Written for and first published on Business Day
Agricultural analysts worldwide are turning their attention to the southern hemisphere, where 2022/2023 summer crop season commences this month. Global forecasters such as the International Grains Council (IGC) and the US department of agriculture will also increasingly incorporate more information about the underlying developments at farms in their analysis. This on-the-ground insight will help improve their forecasts compared with the past few months when they relied on historical production figures.
The IGC has released its updated view of the 2022/2023 summer grains and oilseeds production. The data painted a broadly optimistic picture, with the 2022/2023 global grains and oilseeds production estimated at 2.26-billion tonnes. This harvest is only 1% lower than the 2021/2022 season but still the second-largest crop on record.
Notably, production conditions differ among various crops. For example, 2022/2023 global maize production is estimated at 1.17-billion tonnes, down 4% year on year. This decline is due to an expected smaller crop in the US, Ukraine, EU, and India.
The US and the EU experienced drought and heatwaves during the summer, damaging crops in some regions. Meanwhile, India received heavy rains in the past few months, leading to poor yields in some areas. Ukraine is still at war with Russia, which has reduced activity in the fields.
The decline in the harvest in these countries overshadows the relatively good crops in China, Brazil, Russia, Argentina, and SA. The IGC forecasts SA’s 2022/2023 maize harvest at 15.7-million tonnes, unchanged from its previous season estimate.
This expected decline in global maize production comes while consumption is also falling slightly. Consequently, 2022/2023 global maize stocks were estimated at 258 million tonnes, down 8% year on year. Such data will probably keep global maize prices at elevated levels in the coming months, though lower than in the months after Russia’s invasion of Ukraine.
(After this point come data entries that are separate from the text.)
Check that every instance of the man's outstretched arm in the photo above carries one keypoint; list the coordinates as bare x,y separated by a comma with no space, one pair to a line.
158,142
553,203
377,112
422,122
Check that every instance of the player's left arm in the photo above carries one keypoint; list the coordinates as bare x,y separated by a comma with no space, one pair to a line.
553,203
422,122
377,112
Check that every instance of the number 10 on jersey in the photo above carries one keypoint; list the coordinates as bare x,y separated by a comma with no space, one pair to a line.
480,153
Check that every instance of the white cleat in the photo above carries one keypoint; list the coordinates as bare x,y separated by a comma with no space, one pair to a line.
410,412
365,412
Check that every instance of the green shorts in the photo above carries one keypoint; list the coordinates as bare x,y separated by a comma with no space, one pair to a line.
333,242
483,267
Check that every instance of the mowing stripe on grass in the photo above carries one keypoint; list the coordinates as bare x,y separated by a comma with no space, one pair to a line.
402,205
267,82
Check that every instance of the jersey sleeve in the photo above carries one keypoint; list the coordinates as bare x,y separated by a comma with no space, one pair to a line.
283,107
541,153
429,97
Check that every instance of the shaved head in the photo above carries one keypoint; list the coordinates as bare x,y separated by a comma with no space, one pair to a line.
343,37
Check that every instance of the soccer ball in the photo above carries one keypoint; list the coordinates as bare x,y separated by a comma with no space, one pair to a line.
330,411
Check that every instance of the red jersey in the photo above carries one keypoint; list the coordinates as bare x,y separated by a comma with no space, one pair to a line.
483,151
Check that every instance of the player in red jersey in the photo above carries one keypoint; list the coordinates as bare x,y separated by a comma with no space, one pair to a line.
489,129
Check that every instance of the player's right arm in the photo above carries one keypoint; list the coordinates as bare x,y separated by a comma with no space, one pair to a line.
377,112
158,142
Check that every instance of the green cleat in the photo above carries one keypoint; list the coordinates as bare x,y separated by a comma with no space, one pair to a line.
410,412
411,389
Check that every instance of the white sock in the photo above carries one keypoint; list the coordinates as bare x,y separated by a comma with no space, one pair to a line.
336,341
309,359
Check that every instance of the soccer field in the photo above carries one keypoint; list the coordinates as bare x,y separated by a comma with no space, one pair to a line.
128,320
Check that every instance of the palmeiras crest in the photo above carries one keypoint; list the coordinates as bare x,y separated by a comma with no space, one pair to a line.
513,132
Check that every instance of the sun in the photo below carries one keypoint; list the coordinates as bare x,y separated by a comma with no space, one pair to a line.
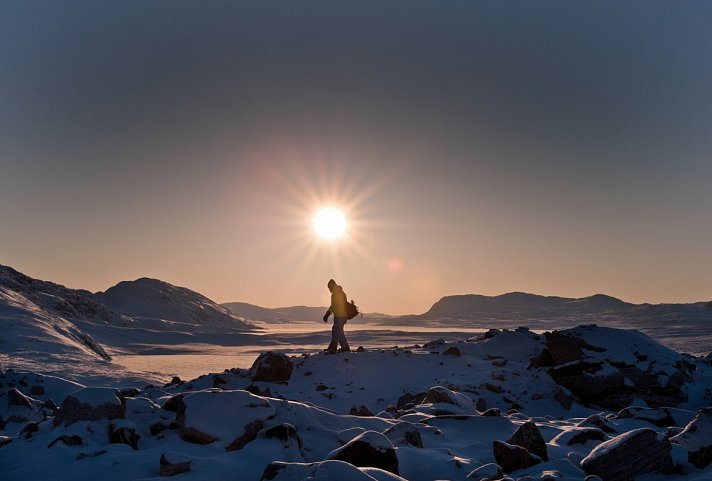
329,223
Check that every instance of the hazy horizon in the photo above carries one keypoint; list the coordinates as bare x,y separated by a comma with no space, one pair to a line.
475,147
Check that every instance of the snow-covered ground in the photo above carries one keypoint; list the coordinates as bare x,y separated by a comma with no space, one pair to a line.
82,396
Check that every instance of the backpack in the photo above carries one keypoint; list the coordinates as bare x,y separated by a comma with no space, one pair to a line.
352,310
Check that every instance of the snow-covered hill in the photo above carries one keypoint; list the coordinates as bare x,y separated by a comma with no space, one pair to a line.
48,327
154,299
515,405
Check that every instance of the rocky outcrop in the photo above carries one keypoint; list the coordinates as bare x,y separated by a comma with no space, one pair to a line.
369,449
272,367
629,455
90,404
512,457
170,465
529,437
696,438
404,433
486,472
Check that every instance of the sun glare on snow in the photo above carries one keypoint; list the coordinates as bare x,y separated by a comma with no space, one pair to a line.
329,223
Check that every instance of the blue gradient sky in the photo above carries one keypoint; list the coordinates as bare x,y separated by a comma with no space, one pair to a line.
561,148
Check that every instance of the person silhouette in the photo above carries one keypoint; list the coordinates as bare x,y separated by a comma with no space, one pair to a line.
338,308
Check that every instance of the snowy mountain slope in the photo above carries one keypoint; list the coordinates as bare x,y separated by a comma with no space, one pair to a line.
70,332
314,421
154,299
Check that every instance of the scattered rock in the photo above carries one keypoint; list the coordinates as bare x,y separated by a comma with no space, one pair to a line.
696,438
404,433
123,435
171,467
370,449
486,472
16,398
452,351
511,457
360,410
90,404
73,440
440,394
249,435
28,429
284,432
272,367
626,456
529,437
176,381
408,400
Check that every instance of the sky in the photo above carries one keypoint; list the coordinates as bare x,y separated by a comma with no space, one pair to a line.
558,148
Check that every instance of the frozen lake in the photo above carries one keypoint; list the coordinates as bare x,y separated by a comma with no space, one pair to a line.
190,360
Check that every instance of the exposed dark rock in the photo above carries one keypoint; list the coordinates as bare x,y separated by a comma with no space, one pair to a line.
587,434
176,381
123,435
37,390
696,438
511,457
408,400
661,417
16,398
81,456
28,429
129,392
258,391
68,440
218,381
629,455
284,432
157,428
453,351
486,472
360,410
528,436
597,421
272,367
404,433
172,468
172,404
73,410
249,435
563,397
273,470
369,449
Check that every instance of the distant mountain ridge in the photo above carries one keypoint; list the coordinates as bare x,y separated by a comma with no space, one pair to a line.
522,305
41,321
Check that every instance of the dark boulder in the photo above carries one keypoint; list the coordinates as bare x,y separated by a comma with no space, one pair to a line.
529,437
512,457
404,433
123,435
696,438
272,367
90,404
171,467
369,449
629,455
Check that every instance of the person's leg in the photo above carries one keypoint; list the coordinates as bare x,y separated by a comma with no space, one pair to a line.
341,335
334,338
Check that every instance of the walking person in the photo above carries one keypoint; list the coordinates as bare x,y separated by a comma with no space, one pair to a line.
338,308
Thus, the global consumer and the livestock industry may not receive much relief on maize prices as some might have expected. Still, these are early days; there will be revisions as the season unfolds.
The 2022/2023 global wheat harvest is estimated at a new high of 792 million tonnes, up 1% year on year. This improvement is supported by expected large yields in Russia, the US, Canada, Kazakhstan, China, Turkey, and the UK. This helped overshadow the expected decline in the harvest in the EU, Australia, Ukraine, Argentina, and India.
Except for Ukraine, the forecast wheat production decline in other countries is primarily due to poor weather conditions.
Still, while consumption is stable at 784 million tonnes, higher production will boost the stocks. The IGC forecasts 2022/2023 global wheat stocks at 286 million tonnes, up 3% year on year. The increase in stocks should add mild downward pressure on prices, benefiting wheat-importing countries such as SA.
Regarding soya beans, the 2022/2023 global harvest is estimated at 386 million tonnes, up 9% year on year. The anticipated large harvest in Brazil, Argentina, China, Paraguay, Canada, Russia, and Ukraine compensates for the expected decline in the US, India, and Uruguay. These deviations in crop expectations are a function of weather and area plantings variations. The 2022/2023 global soya beans stock estimate is 54 million tonnes, up 16% year on year. Such an improvement in stocks should help keep global soya beans prices in check for the foreseeable future and thus benefit the livestock industry.
Overall, the 2022/2023 global grains and oilseeds season presents an encouraging picture of supplies. These forecasts will probably be sufficient to provide relief from the levels the grains and oilseeds prices were at in the weeks after the start of the Russia-Ukraine war. Production levels still suggest prices are unlikely to return to their pre-Covid and pre-war levels soon.